One of my favorite stories is how the writers for “The Straight Dope” column sent a fake hand-lotion recipe to the “Hints from Heloise” column – mixing vegetable shortening and sugar. Heloise printed the recipe and added that she’d been using the concoction for years.
Go ahead. Go to the kitchen and try it. I’ll wait here.
I’ve been reading a lot about the Danish “soap finish” these last few months, plus the chemistry and history behind it. A lot of this research will be included in my forthcoming book (which, by the way, will have a new title, so I’ll call it “Formerly the Furniture of Necessity”).
This week I made and used a soap finish for the first time, applying it to an ash chair that also will be featured in the book. I like using the finish a lot. It’s basically an oil finish (from vegetable or animal oils) that leaves a waxy residue behind that can be buffed up. I’m going to put the chair into hard use in the house to see how it holds up and report back.
This post is to encourage you to give the soap finish a try, and to dispel some of the questionable advice I’ve collected on it.
First, on the sheen of the finish. While aged soap finishes I’ve seen on Hans Wegner chairs are indeed dead-flat, a new soap finish looks much more like a wax finish. I’d call it semi-gloss.
Mixing the soap finish is easy. I recommend you make a very small batch to get a feel for the different results you get from mixing soap flakes and boiling water. You can get everything from a soup to a bowl of exploded jellyfish to a stiff paste. A stiff paste is what I was after.
For my first batch I used one cup of soap flakes and one quart of boiling water. This recipe was a cruel joke. It made a grey soup that was suitable for washing clothes, not finishing furniture. When I applied it to wood it mostly made the wood wet and not much else.
Next I tried equal parts soap flakes and boiling water. This made the blown-up jellyfish parts (I hate jellyfish; I got one in my swimming trunks once and it burned my delicate parts). Even after I let this mixture cool, it didn’t make anything I was eager to apply to finish. It was too runny.

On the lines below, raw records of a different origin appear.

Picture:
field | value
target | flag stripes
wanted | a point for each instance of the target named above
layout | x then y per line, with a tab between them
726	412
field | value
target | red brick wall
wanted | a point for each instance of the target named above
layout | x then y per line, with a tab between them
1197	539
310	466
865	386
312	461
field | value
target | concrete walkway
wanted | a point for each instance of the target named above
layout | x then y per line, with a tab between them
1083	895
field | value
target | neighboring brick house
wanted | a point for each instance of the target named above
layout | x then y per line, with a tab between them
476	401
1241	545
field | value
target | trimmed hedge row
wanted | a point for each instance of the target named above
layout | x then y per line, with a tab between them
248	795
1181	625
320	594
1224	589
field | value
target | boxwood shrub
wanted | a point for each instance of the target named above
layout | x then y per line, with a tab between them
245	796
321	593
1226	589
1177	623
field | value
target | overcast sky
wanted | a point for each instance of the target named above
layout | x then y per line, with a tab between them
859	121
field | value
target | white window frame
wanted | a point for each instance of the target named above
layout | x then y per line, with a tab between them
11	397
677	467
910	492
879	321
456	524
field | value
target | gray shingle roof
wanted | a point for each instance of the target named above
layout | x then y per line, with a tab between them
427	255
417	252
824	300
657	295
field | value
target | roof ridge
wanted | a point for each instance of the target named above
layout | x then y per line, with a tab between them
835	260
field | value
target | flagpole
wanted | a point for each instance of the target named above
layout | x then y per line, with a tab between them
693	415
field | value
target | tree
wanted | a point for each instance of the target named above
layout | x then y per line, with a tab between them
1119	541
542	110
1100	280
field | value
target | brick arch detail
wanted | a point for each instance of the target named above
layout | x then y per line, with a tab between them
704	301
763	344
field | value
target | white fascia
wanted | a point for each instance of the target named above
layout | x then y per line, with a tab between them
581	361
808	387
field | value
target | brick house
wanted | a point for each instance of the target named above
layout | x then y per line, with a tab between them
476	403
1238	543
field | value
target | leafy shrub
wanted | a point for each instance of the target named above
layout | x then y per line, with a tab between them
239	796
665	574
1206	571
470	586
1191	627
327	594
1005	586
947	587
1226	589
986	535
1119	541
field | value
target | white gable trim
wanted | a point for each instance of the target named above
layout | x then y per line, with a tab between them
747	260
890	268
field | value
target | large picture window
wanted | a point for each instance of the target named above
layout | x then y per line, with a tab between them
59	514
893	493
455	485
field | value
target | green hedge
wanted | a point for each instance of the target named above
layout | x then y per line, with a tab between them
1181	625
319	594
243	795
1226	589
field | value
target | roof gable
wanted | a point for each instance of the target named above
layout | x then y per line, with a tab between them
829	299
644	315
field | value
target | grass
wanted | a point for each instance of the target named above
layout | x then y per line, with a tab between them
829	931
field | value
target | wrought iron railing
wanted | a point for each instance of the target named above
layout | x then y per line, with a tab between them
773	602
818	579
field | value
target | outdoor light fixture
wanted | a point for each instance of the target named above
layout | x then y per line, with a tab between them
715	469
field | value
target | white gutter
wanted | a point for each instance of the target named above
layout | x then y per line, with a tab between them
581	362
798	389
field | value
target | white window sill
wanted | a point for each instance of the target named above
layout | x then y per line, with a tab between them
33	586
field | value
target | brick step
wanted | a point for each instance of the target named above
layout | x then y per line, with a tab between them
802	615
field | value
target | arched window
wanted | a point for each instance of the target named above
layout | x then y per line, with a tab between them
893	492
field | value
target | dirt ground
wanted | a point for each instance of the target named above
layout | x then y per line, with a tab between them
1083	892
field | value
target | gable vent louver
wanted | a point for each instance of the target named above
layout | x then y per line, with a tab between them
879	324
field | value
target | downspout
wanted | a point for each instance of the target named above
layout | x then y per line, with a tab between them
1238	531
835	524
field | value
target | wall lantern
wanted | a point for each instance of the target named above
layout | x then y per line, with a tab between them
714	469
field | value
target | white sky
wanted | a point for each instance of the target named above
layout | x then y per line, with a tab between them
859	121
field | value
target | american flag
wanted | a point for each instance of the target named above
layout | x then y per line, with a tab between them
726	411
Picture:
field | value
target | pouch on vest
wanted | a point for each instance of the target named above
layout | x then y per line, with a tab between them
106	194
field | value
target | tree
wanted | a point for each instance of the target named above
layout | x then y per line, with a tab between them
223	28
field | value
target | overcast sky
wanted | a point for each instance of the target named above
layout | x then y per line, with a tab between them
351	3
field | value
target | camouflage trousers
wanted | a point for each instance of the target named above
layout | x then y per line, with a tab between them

So I took an approach that I recommend you try: Boil a cup of water and pour about half of it into a cup of soap flakes. Mix it and see what happens. If it’s too runny, add soap flakes. If all the flakes haven’t dissolved, add a little water.
The result should be stiff and meringue-like. After it cooled it became a little harder and less mushy.
How to apply it?
You can put it directly on the wood, but I found that to be messier than the process recommended by Caleb James. Essentially you make a rubber like you would for French polish. Take a dollop of the soap and put it in the middle of a soft cotton cloth. Wrap the soap and twist the “tail.” The soap soaks through the cloth as you press it against the wood, applying a nice film after a few minutes of work – your body heat from your hand and the friction soften the soap nicely.
After the soap dries for a few minutes, buff it with a clean, soft cloth.
Some people have reported that the finish raises the grain. I didn’t find that. Perhaps they were using soap soup.
More on the soap finish as it develops.